Being the main topic of the "Introduction to database systems" course at EPFL, this application aims at dealing with large amounts of data and making them accessible through common user interfaces. Tens of millions of database records had to be gathered, imported, formatted and then accessed and modified through a web application developed in PHP. The whole application had to satisfy strict timing constraints about queries and loading times.
Conceptual modelling and normalization constraints
Developed in parallel with the lectures that taught us the good practices in the field, the conceptual model for the database had to adhere to numerous constraints and was reviewed by PhD teaching assistants who advised us on potential improvements. Although it was overly normalized, our model was very easy to user and programmable.
Advanced SQL queries
A request was made to design a list of SQL queries. Most of these queries were very specific, such as: 'For each country, list the most frequent character name that appears in the productions of a production company (not a distributor) from that country.' To ensure processing within an acceptable response time, it was necessary to carefully choose various indexes, the order of joins, and so on.

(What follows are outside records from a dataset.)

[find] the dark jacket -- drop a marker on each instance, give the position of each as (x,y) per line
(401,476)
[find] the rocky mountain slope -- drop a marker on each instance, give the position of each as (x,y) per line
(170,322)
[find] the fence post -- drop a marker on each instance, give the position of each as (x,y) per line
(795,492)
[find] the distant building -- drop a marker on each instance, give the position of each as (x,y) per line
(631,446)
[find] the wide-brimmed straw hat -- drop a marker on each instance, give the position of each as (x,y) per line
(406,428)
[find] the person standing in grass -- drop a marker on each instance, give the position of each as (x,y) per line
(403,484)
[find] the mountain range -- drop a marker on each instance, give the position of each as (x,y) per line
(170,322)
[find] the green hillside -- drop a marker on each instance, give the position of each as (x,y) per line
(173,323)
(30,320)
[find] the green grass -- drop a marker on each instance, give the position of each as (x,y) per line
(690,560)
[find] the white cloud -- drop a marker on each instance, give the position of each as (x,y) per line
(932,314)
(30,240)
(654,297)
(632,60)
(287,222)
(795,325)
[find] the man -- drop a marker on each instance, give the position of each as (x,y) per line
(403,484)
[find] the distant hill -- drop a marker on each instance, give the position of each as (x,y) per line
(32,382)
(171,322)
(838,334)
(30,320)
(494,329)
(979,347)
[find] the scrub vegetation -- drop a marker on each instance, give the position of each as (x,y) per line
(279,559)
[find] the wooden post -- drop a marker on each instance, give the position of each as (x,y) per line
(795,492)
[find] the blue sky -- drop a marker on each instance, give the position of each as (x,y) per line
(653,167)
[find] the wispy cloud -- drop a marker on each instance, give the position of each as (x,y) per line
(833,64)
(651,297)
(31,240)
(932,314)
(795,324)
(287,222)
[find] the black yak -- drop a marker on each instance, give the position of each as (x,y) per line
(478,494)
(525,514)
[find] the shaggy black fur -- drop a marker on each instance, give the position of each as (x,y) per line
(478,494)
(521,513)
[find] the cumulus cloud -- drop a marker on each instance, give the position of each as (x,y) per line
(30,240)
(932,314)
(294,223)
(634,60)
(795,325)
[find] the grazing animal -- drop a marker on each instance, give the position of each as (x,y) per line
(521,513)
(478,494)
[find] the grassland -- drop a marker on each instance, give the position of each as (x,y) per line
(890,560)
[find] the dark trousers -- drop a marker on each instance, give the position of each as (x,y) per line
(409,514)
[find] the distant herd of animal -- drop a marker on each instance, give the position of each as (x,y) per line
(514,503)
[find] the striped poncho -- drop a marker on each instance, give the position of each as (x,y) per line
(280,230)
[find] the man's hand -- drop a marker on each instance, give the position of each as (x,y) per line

Query execution plan understanding and performance optimization
The ultimate goal of the course and project was to learn how to optimize queries and achieve a system that is as efficient as possible. Research was conducted on query execution plans provided by MySQL, and optimizations were profiled and applied to various components of the program and underlying queries in order to obtain response times of less than 1 second. This was achieved on a locally stored database with over 60 million tuples running on a laptop.